Pension Freedom  

Getting your head around changes to death benefits

  • To learn about the changes to death benefits rules
  • To learn about spousal bypass trusts
  • To understand the pitfalls when passing pensions to beneficiaries

Bloodline or family plan?

The recipient(s) of death benefits are usually chosen at the discretion of the pension scheme trustees or administrator. However, a member can nominate whom they wish to receive the benefits, by completing an "expression of wishes" form and the trustees will usually take this into account.

It is important to note that when the funds pass to beneficiaries, following the death of the member, the funds then follow the beneficiary’s choice of subsequent successor.

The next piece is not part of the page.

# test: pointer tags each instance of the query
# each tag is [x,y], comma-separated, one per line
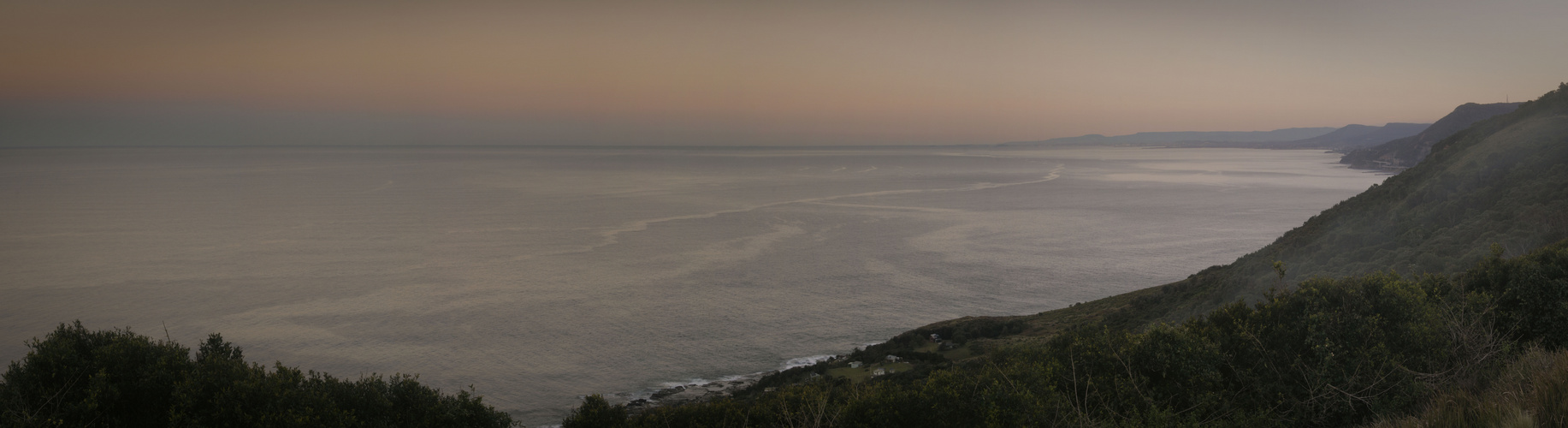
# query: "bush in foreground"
[118,378]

So the original member has no control over the remaining funds and the choice for later payments after their subsequent death.

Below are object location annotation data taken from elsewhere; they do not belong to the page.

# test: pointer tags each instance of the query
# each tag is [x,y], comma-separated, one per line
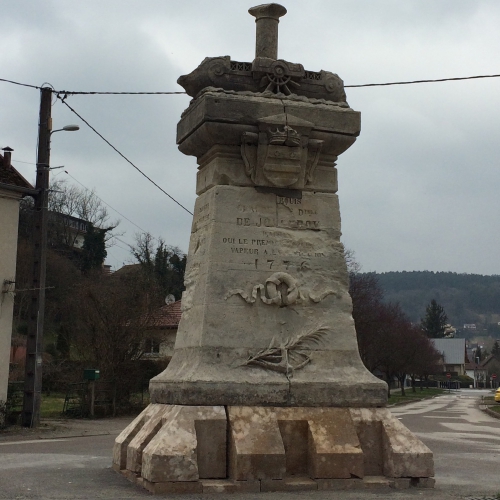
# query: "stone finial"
[267,19]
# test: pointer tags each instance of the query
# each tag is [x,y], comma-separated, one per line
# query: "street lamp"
[67,128]
[34,341]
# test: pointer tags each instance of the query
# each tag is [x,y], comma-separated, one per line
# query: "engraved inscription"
[281,289]
[257,222]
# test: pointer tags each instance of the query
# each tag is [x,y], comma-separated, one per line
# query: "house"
[13,187]
[67,230]
[476,372]
[453,354]
[162,329]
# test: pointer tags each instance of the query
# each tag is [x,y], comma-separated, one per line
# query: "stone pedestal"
[266,390]
[173,449]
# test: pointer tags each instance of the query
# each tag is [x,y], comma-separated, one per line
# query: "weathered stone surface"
[402,483]
[172,487]
[172,454]
[377,482]
[149,430]
[403,455]
[266,266]
[229,486]
[288,484]
[123,439]
[256,449]
[333,449]
[340,484]
[267,328]
[423,482]
[219,118]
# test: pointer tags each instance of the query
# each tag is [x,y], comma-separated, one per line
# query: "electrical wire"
[107,204]
[123,156]
[21,84]
[70,92]
[422,81]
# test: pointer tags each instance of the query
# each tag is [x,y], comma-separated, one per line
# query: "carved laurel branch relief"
[280,289]
[288,356]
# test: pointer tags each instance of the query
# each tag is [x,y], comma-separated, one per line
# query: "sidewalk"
[66,428]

As such, if the funds initially pass to a spouse, the spouse could subsequently leave the money to the children of a later relationship (rather than the children of the original member) so benefits can quickly leave the bloodline.

The only way for the original member to retain a degree of control is to express a wish that the benefits are placed in trust. A commonly used trust to facilitate this control is a spousal bypass trust (SBT).

Spousal bypass trust

If the family situation is more complex then it could be worth expressing a wish that the SBT receives the lump sum death benefit to make sure that the money stays within the bloodline. The member may also think that a beneficiary should not be given the option of taking a cash lump sum and instead receive a regular income to be paid. Perhaps the member does not want their 18-year-old child or grandchild receiving a large amount of cash.

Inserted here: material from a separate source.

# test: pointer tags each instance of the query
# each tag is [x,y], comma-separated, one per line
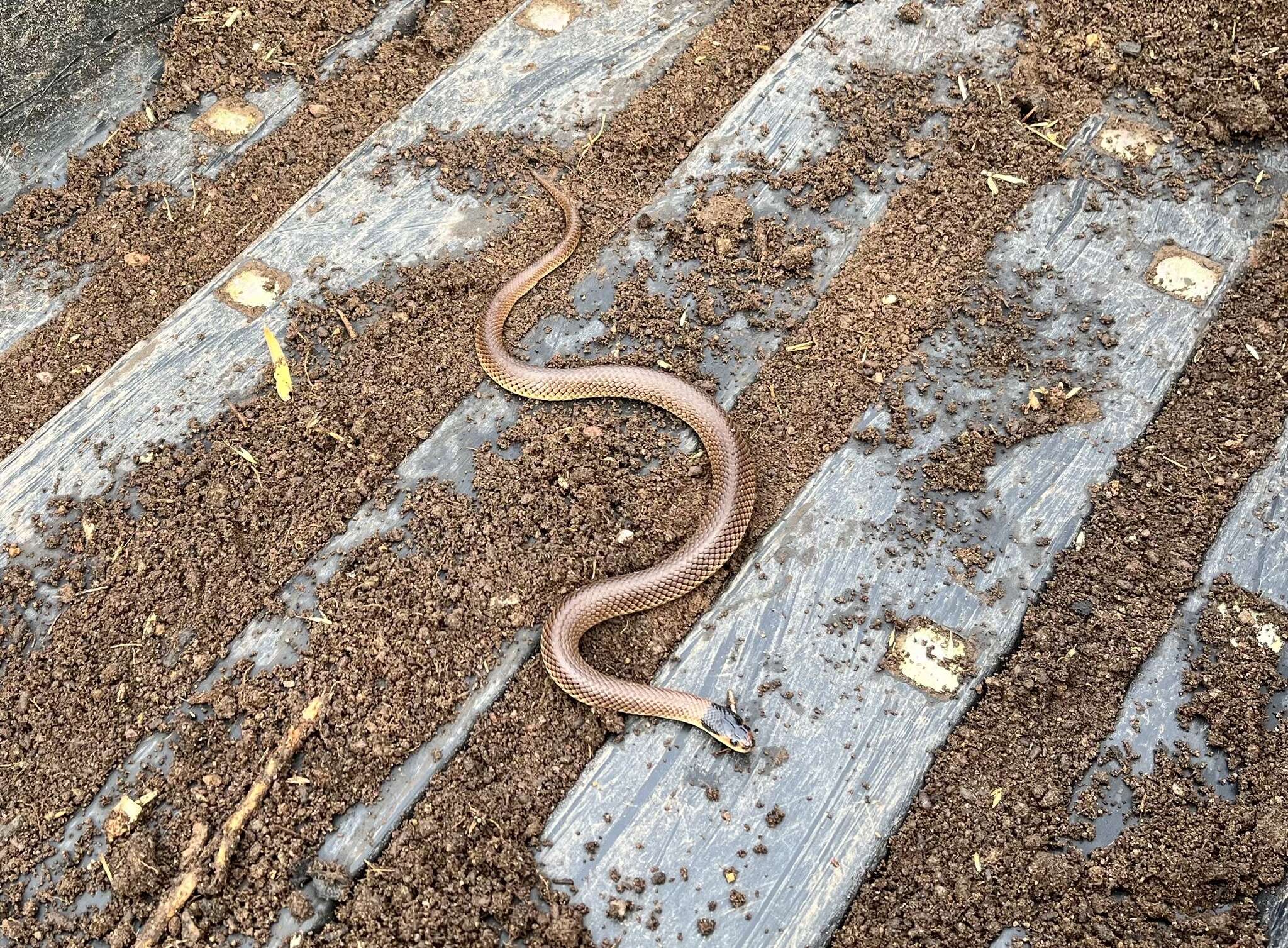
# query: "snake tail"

The member may want an adult child to benefit but they are concerned that the intended recipient’s marriage is rocky and that if a divorce happened then any lump sum or drawdown could be considered matrimonial property.

Another reason could be in relation to care. If a spouse received a dependant’s drawdown and then ended up in long term care then the drawdown would be considered by the local authority in the same way that the member’s drawdown would be.  This would not happen if the money was in trust. 

Death benefits are usually income tax free (but may be subject to the lifetime allowance tax charge) when paid to an individual or non-individual, if the current holder of the benefits is aged less than 75 and the benefits are paid within two years of the scheme administrator becoming aware of the death. Between 6 April 2015 and 5 April 2016, a SBT may not have been a good idea post-75 as lump sums were taxed at 45 per cent irrespective of the recipient.